T.C. Hazine ve Maliye Bakanı Nureddin Nebati, açıklamasında ülkenin ekonomik durumu hakkında değerlendirmelerde bulundu ve şu ifadeleri kullandı:
“Mali disiplin konusunda bir sorun bulunmamaktadır. Yapısal reformların kalıcı hale getirilmesi gerekmektedir. Yarın açıklanacak verilere göre cari açık, milli gelire oranı %2,5’in altına düşmüş olacaktır.
Kur riskini azalttık ve borçlanmanın vadesini artırdık. Kamunun mali durumunu yeniden güçlü bir şekilde konumlandıracağız. Bankalarla olan swap işlemlerini neredeyse kapattık. Swap hariç net rezervler 18 milyar doların üzerine çıkmıştır.
“Daha Yolumuz Var”
Önemli olan, bu iyileştirmelerin kalıcı hale getirilmesidir. Kamunun mali durumunu tekrar güçlü bir şekilde konumlandıracağız. Kur Korumalı Mevduat (KKM) hesabı, tepe noktasına ulaşan 143 milyar dolardan 60 milyar doların altına gerilemiştir. Büyük ihtimalle KKM’den çıkış çok daha hızlanacak ve Türkiye bu süreci de tamamlayacaktır. Türkiye’nin istikrar ve reform programı ile birlikte risk priminde önemli bir düşüş yaşanmıştır.
Daha kat edeceğimiz mesafe bulunmaktadır. Son 1 yılda risk priminde yaklaşık 450 puan daralma yaşanmıştır. Benzer ülkelere göre risk priminde büyük bir iyileşme söz konusudur. Spreadlerde de önemli iyileşmeler görülmektedir. Dış kaynağa erişimde yaşanan sorunlar önemli ölçüde ortadan kalkmıştır.

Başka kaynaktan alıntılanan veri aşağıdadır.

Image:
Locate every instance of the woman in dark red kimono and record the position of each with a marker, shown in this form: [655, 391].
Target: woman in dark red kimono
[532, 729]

“Enflasyonda En Zorlu Süreç Geride Kaldı”
Türkiye’nin makul maliyetlerle dış kaynağa erişimindeki sorunlar büyük ölçüde ortadan kalkmıştır. 2017’den sonra bankalarımızın uzun vadeli kaynağa erişimi önemli ölçüde artmıştır. Rezervlerdeki artış, sıcak para değil, vatandaşların ve şirketlerin dövizden Türk Lirası’na geçişinden kaynaklanmaktadır.
Enflasyonda en zorlu süreç geride kalmıştır. Kolay bir süreç değildir. Dezenflasyonda Türkiye tecrübelidir ancak başarılı değildir. 1970’lerde hükümetler değişti ancak enflasyon yükseldi. 1980’lerde yapılan muazzam çabalara rağmen sonuç zayıf oldu. 1990’larda denenmedik hükümet kalmadı ve her seçimde yeni bir siyasi kompozisyon oluştu. Bu dönemde ortalama enflasyonun %70’li seviyelerde seyrettiğini hatırlamak gerekir.
2000’li yılların başında enflasyon, AK Parti hükümetleri döneminde tek haneye indirilmiştir. Daha sonra tekrar çift haneye çıkmıştır.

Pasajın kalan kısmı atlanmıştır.